"""Multi-Slice Retriever for parallel filtered and unfiltered queries
This module provides a retrieval strategy that runs multiple parallel queries
with different filter configurations to balance precision and recall.
Multi-slice approach:
- Slice 1 (Unfiltered): Baseline vector similarity, no metadata filter
- Slice 2 (Filtered): Apply LLM-generated metadata filter (precision)
- Additional slices can be configured as needed
All slices run in parallel; results are deduplicated by vector ID,
keeping the highest score for duplicates.
"""
import logging
from concurrent.futures import ThreadPoolExecutor, as_completed
from dataclasses import dataclass
from typing import Any
import boto3
logger = logging.getLogger(__name__)
# Default configuration
DEFAULT_TIMEOUT_SECONDS = 5.0
DEFAULT_MAX_SLICES = 3
@dataclass
class SliceConfig:
"""Configuration for a retrieval slice."""
name: str
use_filter: bool = False
num_results: int = 5
description: str = ""
def deduplicate_results(results: list[dict]) -> list[dict]:
"""
Deduplicate retrieval results by S3 URI, keeping highest score.
Args:
results: List of retrieval result dictionaries.
Returns:
Deduplicated list with highest score for each unique document.
"""
if not results:
return []
# Use dict to track best result per URI
best_by_uri: dict[str, dict] = {}
for result in results:
# Extract URI as unique identifier
location = result.get("location", {})
s3_location = location.get("s3Location", {})

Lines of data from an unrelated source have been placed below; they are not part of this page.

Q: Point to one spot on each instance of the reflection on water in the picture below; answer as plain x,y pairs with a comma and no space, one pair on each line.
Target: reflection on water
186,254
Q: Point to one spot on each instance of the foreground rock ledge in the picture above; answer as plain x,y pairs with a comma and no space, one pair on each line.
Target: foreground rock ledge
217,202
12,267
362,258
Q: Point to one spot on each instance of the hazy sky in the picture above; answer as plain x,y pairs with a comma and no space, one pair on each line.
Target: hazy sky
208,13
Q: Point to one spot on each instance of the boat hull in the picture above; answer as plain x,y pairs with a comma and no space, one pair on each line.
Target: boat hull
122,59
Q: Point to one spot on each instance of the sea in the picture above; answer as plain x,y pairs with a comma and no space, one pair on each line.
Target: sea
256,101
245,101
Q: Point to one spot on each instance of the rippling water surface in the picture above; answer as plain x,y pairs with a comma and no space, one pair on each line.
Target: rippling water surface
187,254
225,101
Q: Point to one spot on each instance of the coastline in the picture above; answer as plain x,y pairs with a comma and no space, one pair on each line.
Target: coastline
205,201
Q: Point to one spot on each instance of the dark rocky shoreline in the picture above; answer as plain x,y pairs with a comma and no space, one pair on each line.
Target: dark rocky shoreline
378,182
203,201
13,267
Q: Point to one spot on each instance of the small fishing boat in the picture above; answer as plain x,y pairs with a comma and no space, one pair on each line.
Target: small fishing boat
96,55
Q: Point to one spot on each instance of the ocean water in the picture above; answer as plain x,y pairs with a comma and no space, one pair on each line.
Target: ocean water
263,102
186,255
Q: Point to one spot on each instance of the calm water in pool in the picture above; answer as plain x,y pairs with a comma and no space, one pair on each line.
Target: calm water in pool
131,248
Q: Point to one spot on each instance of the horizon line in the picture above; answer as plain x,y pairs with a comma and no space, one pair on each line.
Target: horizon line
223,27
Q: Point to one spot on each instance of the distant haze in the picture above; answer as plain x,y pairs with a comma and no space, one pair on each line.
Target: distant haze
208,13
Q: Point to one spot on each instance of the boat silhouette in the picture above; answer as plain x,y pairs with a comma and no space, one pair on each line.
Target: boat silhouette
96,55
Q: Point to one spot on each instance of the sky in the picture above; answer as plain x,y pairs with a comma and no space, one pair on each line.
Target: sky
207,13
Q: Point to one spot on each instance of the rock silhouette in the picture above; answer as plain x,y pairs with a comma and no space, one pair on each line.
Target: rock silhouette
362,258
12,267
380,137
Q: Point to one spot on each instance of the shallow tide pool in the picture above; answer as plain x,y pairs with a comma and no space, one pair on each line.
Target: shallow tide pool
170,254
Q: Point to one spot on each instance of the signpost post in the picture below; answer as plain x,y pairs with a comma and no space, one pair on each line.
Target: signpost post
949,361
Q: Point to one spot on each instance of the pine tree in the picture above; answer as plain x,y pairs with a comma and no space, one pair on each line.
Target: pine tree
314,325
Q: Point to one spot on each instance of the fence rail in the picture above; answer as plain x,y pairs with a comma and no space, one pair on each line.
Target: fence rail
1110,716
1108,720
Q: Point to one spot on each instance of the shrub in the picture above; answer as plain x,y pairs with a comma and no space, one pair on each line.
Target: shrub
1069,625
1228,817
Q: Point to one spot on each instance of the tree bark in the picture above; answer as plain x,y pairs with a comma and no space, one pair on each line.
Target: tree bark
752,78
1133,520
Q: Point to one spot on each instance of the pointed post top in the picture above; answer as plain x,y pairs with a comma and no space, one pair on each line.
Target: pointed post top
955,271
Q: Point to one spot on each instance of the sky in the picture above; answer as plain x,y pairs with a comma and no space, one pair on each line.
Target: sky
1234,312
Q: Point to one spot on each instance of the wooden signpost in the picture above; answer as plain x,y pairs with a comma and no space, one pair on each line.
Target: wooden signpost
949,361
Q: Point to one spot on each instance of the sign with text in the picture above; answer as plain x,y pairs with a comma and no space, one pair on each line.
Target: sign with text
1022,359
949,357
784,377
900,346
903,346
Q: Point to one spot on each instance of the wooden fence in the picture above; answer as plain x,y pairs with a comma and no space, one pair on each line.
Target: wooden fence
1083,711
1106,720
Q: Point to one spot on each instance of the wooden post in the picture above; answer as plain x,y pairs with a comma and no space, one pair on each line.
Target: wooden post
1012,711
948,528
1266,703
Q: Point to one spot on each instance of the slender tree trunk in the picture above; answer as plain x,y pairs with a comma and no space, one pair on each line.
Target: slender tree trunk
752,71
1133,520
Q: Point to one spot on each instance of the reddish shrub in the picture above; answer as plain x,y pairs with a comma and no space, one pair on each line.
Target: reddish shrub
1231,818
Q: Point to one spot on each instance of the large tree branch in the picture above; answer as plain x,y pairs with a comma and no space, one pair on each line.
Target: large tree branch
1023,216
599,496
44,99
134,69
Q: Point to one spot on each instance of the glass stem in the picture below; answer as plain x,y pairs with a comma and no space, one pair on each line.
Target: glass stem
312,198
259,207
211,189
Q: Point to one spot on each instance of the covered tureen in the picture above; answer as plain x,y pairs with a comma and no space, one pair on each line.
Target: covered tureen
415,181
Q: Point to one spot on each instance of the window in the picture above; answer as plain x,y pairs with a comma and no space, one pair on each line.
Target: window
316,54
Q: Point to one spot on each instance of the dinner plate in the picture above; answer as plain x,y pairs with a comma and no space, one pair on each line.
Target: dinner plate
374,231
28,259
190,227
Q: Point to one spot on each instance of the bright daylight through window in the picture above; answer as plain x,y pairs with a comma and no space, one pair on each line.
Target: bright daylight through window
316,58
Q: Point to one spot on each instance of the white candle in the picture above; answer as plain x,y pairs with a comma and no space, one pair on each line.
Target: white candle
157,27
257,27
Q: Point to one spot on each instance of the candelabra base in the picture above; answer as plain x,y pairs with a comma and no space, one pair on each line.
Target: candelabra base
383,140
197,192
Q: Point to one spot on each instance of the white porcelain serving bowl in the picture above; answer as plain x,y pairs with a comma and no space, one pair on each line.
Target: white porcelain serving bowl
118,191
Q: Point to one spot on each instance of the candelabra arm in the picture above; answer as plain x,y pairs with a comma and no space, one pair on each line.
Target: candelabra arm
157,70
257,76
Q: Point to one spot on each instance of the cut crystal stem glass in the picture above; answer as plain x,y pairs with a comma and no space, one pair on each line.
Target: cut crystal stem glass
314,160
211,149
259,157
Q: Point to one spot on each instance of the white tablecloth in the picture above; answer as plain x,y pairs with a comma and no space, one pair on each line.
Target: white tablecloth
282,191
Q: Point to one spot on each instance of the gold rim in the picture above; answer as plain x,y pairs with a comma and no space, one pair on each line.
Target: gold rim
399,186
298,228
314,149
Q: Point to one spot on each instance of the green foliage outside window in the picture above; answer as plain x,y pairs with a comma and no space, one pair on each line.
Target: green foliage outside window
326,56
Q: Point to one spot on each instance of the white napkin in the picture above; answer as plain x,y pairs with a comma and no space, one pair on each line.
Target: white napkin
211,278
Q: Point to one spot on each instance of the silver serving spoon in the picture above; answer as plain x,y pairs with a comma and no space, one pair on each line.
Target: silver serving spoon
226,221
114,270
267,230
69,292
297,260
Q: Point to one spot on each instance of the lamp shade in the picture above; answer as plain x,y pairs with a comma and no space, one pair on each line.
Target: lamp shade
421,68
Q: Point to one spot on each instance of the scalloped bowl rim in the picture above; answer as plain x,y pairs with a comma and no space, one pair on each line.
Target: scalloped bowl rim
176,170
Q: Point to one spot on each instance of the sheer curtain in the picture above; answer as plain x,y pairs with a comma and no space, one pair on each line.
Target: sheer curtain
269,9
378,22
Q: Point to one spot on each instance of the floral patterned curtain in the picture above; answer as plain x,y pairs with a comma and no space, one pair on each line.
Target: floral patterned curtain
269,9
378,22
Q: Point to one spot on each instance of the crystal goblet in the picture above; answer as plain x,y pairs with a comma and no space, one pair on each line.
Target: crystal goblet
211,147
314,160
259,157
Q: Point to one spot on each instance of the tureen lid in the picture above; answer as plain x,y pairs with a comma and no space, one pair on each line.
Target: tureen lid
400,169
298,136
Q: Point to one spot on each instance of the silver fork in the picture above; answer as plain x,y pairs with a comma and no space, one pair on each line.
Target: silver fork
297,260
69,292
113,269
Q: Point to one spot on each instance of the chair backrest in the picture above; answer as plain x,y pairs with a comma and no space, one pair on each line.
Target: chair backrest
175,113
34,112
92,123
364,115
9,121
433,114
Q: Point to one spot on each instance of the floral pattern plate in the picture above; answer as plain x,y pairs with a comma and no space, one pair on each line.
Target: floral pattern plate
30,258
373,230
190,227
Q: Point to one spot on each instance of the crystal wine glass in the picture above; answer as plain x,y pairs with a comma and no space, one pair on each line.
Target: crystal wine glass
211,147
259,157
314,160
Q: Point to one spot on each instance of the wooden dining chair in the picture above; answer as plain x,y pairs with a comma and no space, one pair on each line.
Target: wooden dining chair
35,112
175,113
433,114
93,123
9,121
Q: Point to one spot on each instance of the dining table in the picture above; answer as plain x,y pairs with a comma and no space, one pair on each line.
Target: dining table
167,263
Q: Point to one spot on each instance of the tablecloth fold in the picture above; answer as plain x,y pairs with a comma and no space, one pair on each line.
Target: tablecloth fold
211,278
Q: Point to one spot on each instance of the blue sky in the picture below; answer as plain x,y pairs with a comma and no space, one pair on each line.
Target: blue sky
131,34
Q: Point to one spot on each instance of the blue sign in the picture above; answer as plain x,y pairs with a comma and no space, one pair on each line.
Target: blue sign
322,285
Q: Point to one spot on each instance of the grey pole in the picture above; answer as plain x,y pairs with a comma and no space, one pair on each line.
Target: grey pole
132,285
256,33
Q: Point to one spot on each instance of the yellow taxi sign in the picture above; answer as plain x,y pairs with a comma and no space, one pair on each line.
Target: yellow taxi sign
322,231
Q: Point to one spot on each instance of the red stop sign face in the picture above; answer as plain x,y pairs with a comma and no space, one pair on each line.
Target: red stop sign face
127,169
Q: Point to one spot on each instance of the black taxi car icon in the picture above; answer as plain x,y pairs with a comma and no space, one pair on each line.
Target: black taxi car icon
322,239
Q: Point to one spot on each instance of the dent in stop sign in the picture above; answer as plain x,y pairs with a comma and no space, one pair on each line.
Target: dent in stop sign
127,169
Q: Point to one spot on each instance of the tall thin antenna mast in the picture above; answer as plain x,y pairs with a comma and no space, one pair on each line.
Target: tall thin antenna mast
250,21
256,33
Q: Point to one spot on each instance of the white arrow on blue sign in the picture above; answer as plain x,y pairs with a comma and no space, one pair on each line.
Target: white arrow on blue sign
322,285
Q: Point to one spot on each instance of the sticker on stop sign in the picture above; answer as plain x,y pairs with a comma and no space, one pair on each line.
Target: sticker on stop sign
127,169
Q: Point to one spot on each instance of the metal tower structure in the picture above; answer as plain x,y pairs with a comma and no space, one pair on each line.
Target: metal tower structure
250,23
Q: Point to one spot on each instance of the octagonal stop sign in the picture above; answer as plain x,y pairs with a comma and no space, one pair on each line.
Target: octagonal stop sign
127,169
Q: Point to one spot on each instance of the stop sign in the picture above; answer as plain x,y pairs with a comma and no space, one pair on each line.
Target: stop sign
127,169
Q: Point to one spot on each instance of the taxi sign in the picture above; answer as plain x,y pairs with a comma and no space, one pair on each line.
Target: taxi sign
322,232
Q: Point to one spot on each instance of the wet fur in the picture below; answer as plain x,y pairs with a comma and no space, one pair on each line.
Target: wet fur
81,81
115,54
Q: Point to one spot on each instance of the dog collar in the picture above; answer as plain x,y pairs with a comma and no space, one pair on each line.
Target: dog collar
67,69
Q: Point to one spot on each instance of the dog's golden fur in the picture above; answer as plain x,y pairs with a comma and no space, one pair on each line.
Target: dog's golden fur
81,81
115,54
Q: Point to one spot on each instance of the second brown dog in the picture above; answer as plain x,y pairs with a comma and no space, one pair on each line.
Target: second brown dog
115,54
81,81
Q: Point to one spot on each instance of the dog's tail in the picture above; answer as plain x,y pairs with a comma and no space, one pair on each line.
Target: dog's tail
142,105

uri = s3_location.get("uri", "")
if not uri:
# No URI - include the result anyway
uri = f"_no_uri_{id(result)}"
score = result.get("score", 0.0)
# Keep result with highest score
if uri not in best_by_uri or score > best_by_uri[uri].get("score", 0):
best_by_uri[uri] = result
# Return deduplicated results sorted by score (descending)
deduped = list(best_by_uri.values())
deduped.sort(key=lambda x: x.get("score", 0), reverse=True)
return deduped
class MultiSliceRetriever:
"""
Multi-slice retrieval with parallel execution.
Runs multiple queries with different filter configurations in parallel
and merges results, keeping the highest score for duplicates.
Usage:
retriever = MultiSliceRetriever()
results = retriever.retrieve(
query="genealogy documents",
knowledge_base_id="kb-123",
data_source_id="ds-456",
metadata_filter={"topic": {"$eq": "genealogy"}},
num_results=5
)
"""
def __init__(
self,
bedrock_agent_client=None,
timeout_seconds: float = DEFAULT_TIMEOUT_SECONDS,
max_slices: int = DEFAULT_MAX_SLICES,
enabled: bool = True,
):
"""
Initialize the multi-slice retriever.
Args:
bedrock_agent_client: Bedrock Agent Runtime client. Creates one if not provided.
timeout_seconds: Timeout per slice in seconds.
max_slices: Maximum number of slices to execute.
enabled: Whether multi-slice is enabled. If False, falls back to single query.
"""
self.bedrock_agent = bedrock_agent_client or boto3.client("bedrock-agent-runtime")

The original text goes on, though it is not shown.